John Brown Gordon (1832-1904) was a native of Upson County and Major General, Confederate States Army. It has been said that General Gordon was one of General Lee’s most trusted and outstanding officers. At Antietam he was wounded in the calf. Then, a second ball hit him higher in the same leg. A third ball mangled his left arm and a fourth entered his shoulder. He bravely continued to lead his men. General Gordon finally left the field when he was hit in the face. He led the War’s last charge, and following the Appomattox surrender, returned to Georgia. He was idolized by the populace, General Gordon served his state three times a U.S. Senator and as Governor from 1886 until 1890. He was Commander-in-Chief of the United Confederate Veterans from its inception until his death.

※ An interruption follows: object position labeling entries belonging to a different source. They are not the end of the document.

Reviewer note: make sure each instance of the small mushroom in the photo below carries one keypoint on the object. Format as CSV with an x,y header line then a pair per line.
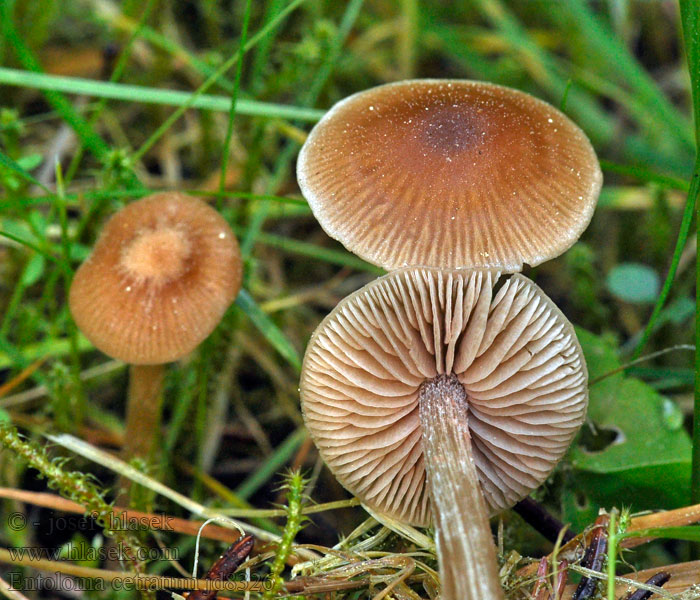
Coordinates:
x,y
450,394
162,273
449,174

Alred Iverson, Jr. (1829-1911) was a Brigadier General in the Confederate Army, but he began his military career in the Mexican War. Commissioned a First Lieutenant in the First U.S. Calvary, he served on frontier duty in Indian Territory and in expeditions against the Comanche and Kiowa. Commanding a Georgia brigade of cavalry (1300 men) on July 31, 1864, he captured Union General Stoneman after his brilliant strategy defeated Stoneman’s cavalry (2,300 men) near Macon, Georgia.
Clement Anselm Evans (1833-1911) was also a Brigadier General in the Confederate Army and began his military career in his native Stewart County, Georgia, where he was commissioned Major in Company E, 31st Georgia Infantry. He led his men in virtually all battles of the Virginia Campaign and was engaged in the last charge of the War and surrendered under Lee at Appomattox. The remainder of his life was spent in public service as a Methodist minister. Some of the churches he served in the Atlanta area had over 1,000 members. Evans was also a trustee of three colleges and the originator of an educational loan fund to aid young men to gain a college education. He was editor of the twelve-volume “Confederate Military History” and served as Commander-in-Chief of the United Confederate Veterans.

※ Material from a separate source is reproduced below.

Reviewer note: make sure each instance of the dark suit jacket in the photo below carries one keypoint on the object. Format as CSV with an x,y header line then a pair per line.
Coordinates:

The remaining two general are buried in their individual family lots.
Lucius Jeremiah Gartrell (1821-1891) had already had a very successful career as an attorney and solicitor general for the northern judicial circuit. He also served in the Georgia House of Representatives and in the U.S. House of Representatives. Once the war was underway Gartrell formed the Seventh Regiment of the Georgia Volunteer Infantry, but after a year decided politics was a better choice. He was elected to the Confederate Congress in 1862. Following the war Gartrell ran for governor, but lost to Alexander Stephens.
William Stephens Walker (1822-1899) was actually born in Pittsburgh, Pennsylvania, but raised in Mississippi by an uncle. He spent the early days of the Civil War mainly doing administrative type duties. In fact, he didn’t see his first action until May 20, 1864 when his horse was killed out from under him and he was injured after managing to get behind Union lines close to Richmond. Walker spent some time as a prisoner of war until he was exchanged. Following the war he settled in Georgia.